I rejoiced when Deborah Solomon's needlessly inane interviews disappeared from the Sunday Times Magazine. Unfortunately, they've been replaced with ... needlessly inane interviews. Take this Q&A with CBS anchor Katie Couric:
Since your new book, “The Best Advice I Ever Got: Lessons From Extraordinary Lives,” is about great advice, imagine that your boss, Les Moonves, called you on Christmas 2009 and said: “Charlie Sheen was just arrested for holding his wife at knife point. He has a history of this sort of behavior with women, but he makes a ton of money for the network.” What do you tell him?
Fire him.

Have you told him as much?
No. He hasn’t really sought my advice on Charlie Sheen. I hope what Charlie Sheen did wouldn’t be consistent with the values of this network. That’s probably an unrealistic response, but that’s my initial gut reaction. Luckily, that’s not my job.

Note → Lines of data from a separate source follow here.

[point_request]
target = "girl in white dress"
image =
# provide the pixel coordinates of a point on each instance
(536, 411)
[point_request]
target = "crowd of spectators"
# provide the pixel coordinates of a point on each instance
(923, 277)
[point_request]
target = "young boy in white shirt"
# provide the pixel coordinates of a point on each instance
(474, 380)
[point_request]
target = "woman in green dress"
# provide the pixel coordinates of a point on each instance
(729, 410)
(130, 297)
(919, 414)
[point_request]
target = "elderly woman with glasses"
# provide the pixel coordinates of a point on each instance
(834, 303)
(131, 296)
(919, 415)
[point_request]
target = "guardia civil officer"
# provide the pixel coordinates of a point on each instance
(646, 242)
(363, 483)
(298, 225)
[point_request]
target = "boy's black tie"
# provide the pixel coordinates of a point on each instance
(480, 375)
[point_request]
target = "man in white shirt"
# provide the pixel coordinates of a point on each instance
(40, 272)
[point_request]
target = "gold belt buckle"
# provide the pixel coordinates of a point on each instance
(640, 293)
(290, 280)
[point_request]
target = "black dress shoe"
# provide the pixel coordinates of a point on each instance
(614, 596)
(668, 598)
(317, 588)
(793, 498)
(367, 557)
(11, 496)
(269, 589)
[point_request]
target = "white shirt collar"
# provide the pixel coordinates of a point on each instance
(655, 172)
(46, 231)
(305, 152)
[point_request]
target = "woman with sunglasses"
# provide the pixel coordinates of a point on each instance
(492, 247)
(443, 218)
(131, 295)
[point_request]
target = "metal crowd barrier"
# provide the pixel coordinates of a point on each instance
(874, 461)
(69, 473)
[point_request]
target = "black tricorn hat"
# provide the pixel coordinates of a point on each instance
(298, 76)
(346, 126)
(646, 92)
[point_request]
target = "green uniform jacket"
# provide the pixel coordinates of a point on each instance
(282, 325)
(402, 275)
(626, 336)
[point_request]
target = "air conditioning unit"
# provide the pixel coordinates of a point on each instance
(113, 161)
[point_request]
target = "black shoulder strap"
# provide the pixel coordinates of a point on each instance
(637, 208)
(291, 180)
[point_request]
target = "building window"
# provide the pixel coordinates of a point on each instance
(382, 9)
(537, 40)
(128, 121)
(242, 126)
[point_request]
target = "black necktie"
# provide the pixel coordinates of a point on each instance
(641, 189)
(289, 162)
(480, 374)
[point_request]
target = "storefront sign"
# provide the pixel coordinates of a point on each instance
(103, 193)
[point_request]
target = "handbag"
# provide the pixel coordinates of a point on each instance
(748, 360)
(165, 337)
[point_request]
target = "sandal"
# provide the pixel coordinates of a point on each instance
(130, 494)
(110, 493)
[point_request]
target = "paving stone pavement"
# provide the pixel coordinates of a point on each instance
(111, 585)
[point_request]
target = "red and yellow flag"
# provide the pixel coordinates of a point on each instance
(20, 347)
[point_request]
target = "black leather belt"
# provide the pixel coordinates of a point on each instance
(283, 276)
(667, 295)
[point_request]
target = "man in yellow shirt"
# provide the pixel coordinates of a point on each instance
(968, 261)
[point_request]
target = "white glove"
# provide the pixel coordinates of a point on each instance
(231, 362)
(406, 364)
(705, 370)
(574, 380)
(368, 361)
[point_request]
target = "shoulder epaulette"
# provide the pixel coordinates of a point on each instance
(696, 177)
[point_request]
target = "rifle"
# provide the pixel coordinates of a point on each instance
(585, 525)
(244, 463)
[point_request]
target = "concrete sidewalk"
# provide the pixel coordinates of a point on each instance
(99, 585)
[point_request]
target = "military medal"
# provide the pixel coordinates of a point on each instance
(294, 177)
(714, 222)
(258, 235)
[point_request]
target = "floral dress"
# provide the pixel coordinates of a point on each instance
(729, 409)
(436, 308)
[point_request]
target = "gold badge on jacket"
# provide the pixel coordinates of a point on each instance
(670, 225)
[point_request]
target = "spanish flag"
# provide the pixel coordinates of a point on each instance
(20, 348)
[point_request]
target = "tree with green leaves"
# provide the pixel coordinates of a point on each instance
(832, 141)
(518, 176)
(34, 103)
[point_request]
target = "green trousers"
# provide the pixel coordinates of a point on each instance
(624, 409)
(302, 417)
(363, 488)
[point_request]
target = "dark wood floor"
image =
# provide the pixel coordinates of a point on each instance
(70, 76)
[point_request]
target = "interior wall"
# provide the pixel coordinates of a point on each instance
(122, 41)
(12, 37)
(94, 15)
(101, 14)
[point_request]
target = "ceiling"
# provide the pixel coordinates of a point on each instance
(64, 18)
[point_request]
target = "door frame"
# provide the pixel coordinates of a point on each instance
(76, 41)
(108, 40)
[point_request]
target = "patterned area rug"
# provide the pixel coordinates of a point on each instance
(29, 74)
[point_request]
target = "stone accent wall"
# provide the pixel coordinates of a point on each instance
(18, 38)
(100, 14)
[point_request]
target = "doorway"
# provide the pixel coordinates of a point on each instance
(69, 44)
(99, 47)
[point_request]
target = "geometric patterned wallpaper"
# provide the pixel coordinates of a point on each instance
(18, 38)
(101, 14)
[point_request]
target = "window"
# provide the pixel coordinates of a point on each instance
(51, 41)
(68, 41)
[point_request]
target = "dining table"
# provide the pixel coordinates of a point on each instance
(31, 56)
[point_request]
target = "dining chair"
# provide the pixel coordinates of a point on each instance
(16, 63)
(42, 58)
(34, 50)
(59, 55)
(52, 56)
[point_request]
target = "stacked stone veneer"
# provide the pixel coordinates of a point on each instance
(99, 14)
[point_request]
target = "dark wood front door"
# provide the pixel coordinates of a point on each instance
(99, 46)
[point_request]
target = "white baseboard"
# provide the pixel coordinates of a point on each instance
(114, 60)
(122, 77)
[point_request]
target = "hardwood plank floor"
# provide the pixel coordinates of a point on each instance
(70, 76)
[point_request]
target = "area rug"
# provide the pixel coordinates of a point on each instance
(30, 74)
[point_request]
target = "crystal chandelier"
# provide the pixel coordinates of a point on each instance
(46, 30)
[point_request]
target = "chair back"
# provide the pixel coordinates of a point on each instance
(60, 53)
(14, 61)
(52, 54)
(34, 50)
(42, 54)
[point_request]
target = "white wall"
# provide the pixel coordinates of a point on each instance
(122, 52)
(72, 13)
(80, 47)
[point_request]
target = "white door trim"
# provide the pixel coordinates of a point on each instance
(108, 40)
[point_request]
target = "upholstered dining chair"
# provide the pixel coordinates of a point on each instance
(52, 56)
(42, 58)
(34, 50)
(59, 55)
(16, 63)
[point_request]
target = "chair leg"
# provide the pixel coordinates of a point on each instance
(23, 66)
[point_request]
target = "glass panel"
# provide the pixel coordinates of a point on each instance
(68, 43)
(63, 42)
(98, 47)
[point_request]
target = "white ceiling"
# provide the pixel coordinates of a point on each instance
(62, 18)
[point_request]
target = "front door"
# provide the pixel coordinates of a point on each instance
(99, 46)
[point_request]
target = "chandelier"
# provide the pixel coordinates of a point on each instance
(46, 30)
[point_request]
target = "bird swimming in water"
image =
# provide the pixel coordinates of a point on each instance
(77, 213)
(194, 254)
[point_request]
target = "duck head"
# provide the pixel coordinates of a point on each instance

Did you feel less proud going to work at CBS knowing that he was essentially a colleague?
I don’t really consider Charlie Sheen a colleague.
You know, this is inane bullshit. I wouldn't pick Katie Couric as one of the top five people I'd like to interview, but this is like if I asked Andrew Goldman--the interviewer--if he was less proud going to work at the New York Times because he once had Manny Ramirez as a colleague. After all, the Times owns a chunk of the Boston Red Sox, and Ramirez won the World Series MVP playing for the Red Sox, and Ramirez just retired after failing a test for performance-enhancing drugs. Why won't Andrew Goldman stick up for the integrity of the New York Times?!

That's ridiculous. And it's ridiculous the New York Times--which is better than this in so many ways--keeps giving space to pointless provocation. It's an insult to the interviewees, and it's an insult to the readers.